Causes of Anterior Chamber Hemorrhage
Amsler and Verrey noted hyphema after paracentesis in FHI. Other causes of Amsler-Verrey sign include:
- Spontaneous or possibly from trivial trauma like rubbing the eyes
- Applanation tonometry
- Pharmacological dilatation of the pupil
- Posterior capsulotomy
- Honan balloon before cataract surgery
- During cataract surgery
- Peribulbar anesthesia
The hyphema due to the Amsler sign is usually mild. Active bleeding from the angle into the anterior chamber may stop spontaneously. In cases with continuing intraoperative hemorrhage, forming the anterior chamber with a viscosurgical device or raising the intraocular pressure usually stops the bleeding. The hyphema typically does not worsen the visual outcomes, and most cases of FHU will have mild perioperative hemorrhage after cataract surgery. Hyphema may not be present on the first postoperative day. For postoperative mild hyphema, a medication regimen of antibiotic and steroid drops are usually enough to control inflammation. In severe hyphema or severe postoperative inflammation, topical cycloplegics are necessary to prevent posterior synechia. Though posterior synechia is otherwise uncommon in FHU, postoperative inflammation can cause posterior synechia and thus requires control with both steroid and cycloplegics. Typically, the outcome of cataract surgery is good in FHU with cataract though some cases may have anterior chamber reaction, deposit over the intraocular lens (IOL), decentration of IOL, glaucoma, vitreous inflammation/haze, posterior capsular opacification, cystoid macular edema, corneal edema, and macular hole.
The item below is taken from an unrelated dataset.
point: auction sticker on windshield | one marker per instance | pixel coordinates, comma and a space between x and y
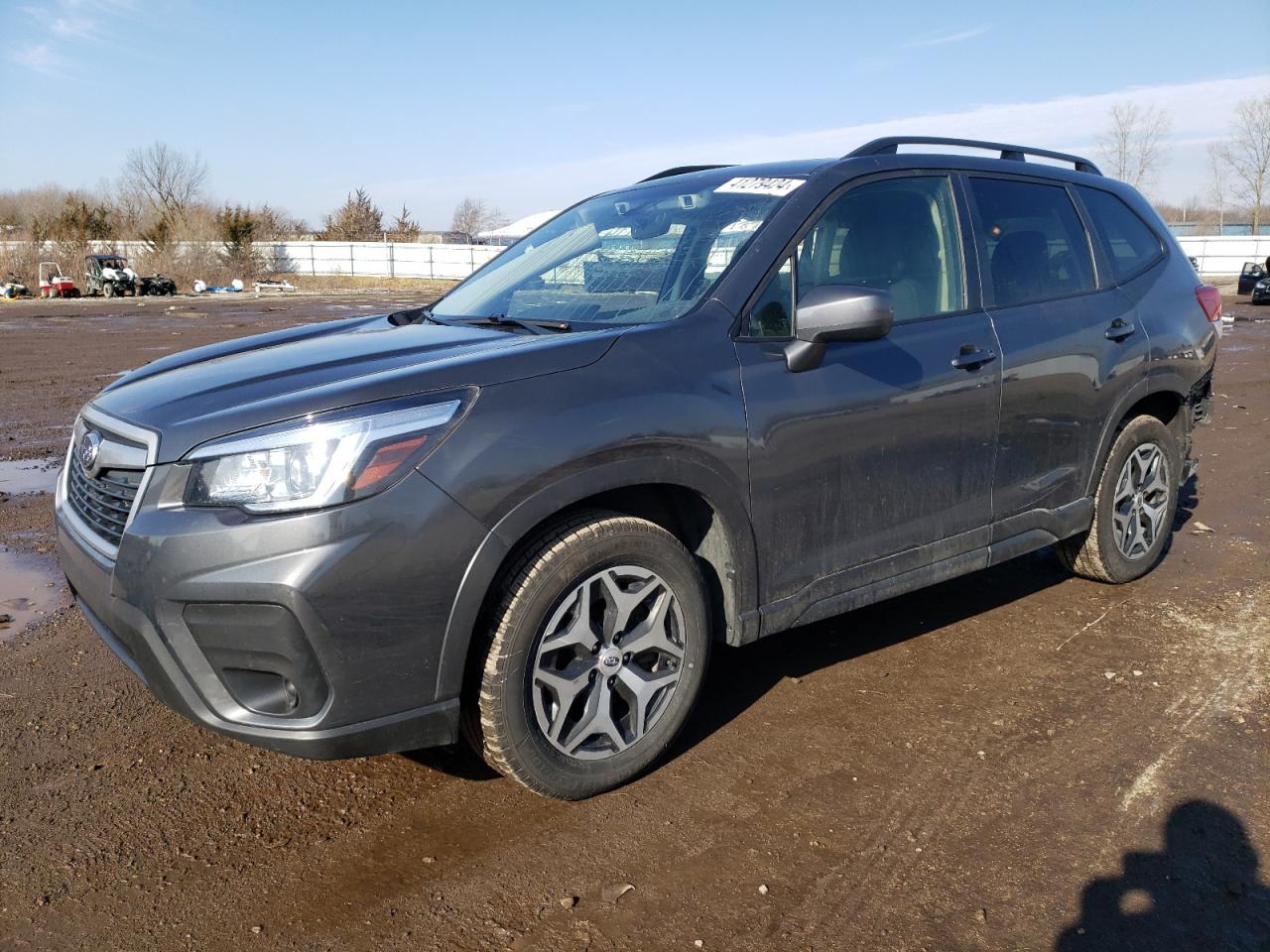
760, 186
Nursing, Allied Health, and Interprofessional Team Interventions
Amsler sign is an important clinical sign which is usually innocuous. However, in all cases of intraoperative hyphema, it is prudent to review the medical history specifically to rule out uncontrolled systemic diseases, including hypertension, clotting disorders, or anticoagulant therapy. The role of the nursing staff is very important in this regard. Interprofessional coordination with the physician and pharmacist is needed in such cases to improve patient care and to deliver excellent outcomes, both ocular and systemic.